Y a la mañana siguiente, a primera hora, volvieron a la cueva para ir transportando sus bienes: la comida que aún les quedaba, las armas, los fármacos, la ropa y las herramientas. Emplearon para ello cuatro jornadas completas, y la última tarde se bañaron por última vez en la cascada del riachuelo. Dídac hubiera querido decirle adiós al Peque, pero hacía tiempo que no lo veían y Alba suponía que debía haber muerto. Aquella noche, al llegar a la masía, pudieron salvar el primer huevo.

Y a la mañana siguiente les despertó la lluvia, puesto que en el cobertizo había goteras y caía un buen chaparrón.
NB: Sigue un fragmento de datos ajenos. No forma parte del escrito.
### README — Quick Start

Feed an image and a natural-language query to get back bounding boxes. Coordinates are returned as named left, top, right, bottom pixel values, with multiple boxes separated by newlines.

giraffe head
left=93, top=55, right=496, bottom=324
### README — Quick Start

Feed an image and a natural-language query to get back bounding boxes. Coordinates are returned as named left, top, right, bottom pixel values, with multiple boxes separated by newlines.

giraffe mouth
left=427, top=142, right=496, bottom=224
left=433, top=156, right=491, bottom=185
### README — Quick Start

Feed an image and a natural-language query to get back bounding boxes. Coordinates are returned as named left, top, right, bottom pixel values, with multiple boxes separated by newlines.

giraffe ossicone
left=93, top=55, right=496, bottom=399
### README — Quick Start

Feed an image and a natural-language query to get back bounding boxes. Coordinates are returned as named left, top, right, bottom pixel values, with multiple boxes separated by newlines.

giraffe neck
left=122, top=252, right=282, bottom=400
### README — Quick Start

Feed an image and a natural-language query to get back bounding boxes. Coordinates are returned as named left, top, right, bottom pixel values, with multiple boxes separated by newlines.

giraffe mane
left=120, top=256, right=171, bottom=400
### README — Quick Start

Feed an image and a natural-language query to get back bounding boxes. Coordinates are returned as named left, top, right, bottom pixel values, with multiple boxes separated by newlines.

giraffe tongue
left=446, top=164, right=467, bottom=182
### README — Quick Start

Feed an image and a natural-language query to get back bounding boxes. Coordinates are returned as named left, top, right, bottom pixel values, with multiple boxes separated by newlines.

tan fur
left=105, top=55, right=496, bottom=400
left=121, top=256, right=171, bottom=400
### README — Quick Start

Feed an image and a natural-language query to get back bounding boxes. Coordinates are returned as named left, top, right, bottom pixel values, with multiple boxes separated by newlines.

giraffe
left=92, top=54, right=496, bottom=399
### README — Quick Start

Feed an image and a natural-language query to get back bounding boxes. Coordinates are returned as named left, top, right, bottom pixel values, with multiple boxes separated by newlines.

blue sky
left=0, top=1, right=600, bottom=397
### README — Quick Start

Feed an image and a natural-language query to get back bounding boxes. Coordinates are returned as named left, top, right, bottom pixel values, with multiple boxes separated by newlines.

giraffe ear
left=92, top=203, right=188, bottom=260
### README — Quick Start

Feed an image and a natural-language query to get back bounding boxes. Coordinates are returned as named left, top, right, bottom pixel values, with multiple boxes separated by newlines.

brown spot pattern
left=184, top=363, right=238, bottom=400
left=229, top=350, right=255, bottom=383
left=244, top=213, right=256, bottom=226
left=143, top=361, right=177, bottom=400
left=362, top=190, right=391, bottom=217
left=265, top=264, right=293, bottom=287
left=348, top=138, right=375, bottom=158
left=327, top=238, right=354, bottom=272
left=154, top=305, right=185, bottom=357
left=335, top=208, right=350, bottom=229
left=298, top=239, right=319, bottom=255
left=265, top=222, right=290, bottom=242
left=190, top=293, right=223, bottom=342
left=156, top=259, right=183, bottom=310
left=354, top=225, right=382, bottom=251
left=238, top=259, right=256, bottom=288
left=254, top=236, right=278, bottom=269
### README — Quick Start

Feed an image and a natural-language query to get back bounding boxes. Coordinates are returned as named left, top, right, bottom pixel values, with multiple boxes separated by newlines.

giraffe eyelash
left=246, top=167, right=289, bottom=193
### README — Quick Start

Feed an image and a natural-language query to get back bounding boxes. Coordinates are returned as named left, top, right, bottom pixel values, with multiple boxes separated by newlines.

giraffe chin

Lo aprovecharon para apoderarse de las gallinas, acobardadas, y las encerraron en una de las jaulas de los conejos que la muchacha limpió con unos puñados de paja mientras Dídac sujetaba las aves por las patas, cabeza abajo.

No se explicaban como aquellos animales habían podido vivir tanto tiempo sin disponer de agua con regularidad, y ahora les colocaron un pote lleno y las alimentaron con espigas de las que habían segado hacía tiempo; había que quitarles la costumbre de comerse los huevos.

Y aquella misma semana, al cesar la lluvia, que duró un par de días con breves interrupciones, reforzaron la techumbre del cobertizo con tejas recuperadas de los escombros de la masía.

Fue mientras lo hacían cuando a Alba se le ocurrió que sería conveniente limpiar toda la casa, convencida como estaba de que encontrarían muchas cosas que podrían aprovechar.